Finale con il sorriso per il “Deserto”

«Il “Deserto dei Tartari”, un romanzo a lieto fine». Già leggendo il titolo del saggio, gli studiosi di Dino Buzzati avranno fatto un salto sulla sedia. E sì, perché il capolavoro dello scrittore bellunese di San Pellegrino è sempre stato letto come una potente metafora della vita. Nutrita, giorno per giorno, da illusioni, ma poi costretta a piegarsi all’evidenza di un finale poco glorioso. Quello che porta alla sconfitta, alla morte.
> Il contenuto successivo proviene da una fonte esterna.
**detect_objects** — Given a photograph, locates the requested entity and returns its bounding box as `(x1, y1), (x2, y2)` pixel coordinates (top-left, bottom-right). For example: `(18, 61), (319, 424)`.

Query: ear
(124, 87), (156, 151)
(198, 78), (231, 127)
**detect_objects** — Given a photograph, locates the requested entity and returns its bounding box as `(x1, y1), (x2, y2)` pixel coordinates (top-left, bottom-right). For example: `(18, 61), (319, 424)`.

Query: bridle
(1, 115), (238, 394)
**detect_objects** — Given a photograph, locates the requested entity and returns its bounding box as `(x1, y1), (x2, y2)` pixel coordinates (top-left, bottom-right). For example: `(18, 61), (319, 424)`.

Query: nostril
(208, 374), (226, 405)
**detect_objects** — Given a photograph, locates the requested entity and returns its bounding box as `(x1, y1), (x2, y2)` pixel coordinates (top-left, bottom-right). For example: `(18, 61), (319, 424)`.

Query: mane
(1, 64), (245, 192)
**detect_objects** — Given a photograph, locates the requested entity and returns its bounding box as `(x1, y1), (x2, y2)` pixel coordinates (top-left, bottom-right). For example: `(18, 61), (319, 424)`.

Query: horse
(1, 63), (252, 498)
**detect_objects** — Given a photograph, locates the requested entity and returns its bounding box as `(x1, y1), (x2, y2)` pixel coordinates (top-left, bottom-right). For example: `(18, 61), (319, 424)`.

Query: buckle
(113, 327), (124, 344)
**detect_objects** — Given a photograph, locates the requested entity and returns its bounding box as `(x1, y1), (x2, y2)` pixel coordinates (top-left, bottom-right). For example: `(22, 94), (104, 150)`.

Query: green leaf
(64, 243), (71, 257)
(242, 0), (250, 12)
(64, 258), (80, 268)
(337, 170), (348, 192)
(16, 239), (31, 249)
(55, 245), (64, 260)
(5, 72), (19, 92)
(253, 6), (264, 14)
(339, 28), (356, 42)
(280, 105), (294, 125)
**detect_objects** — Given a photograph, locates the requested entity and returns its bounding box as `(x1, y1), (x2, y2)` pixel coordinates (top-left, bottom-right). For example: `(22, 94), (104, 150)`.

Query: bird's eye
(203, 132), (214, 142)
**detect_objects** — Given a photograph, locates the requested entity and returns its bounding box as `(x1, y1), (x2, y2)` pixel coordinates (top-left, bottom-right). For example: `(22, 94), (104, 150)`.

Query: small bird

E invece no. Lucia Bellaspiga non si rassegna a una lettura così cupa. Del resto, la giornalista milanese del quotidiano “Avvenire” ha già provato a scardinare la figura di Buzzati non credente, laico, con un’educazione sì cattolica, ma messa molto presto in discussione, in un saggio uscito nel 2006 e intitolato “Dio che non esisti ti prego”.
Adesso, va all’assalto del “Deserto” nel libro pubblicato da Ancora (pagg. 111, euro 13). Aggrappandosi al testo. Che, in effetti, comincia e finisce con un sorriso di Giovanni Drogo. E che, secondo lei, apre uno spiraglio alla speranza, non alla rassegnazione.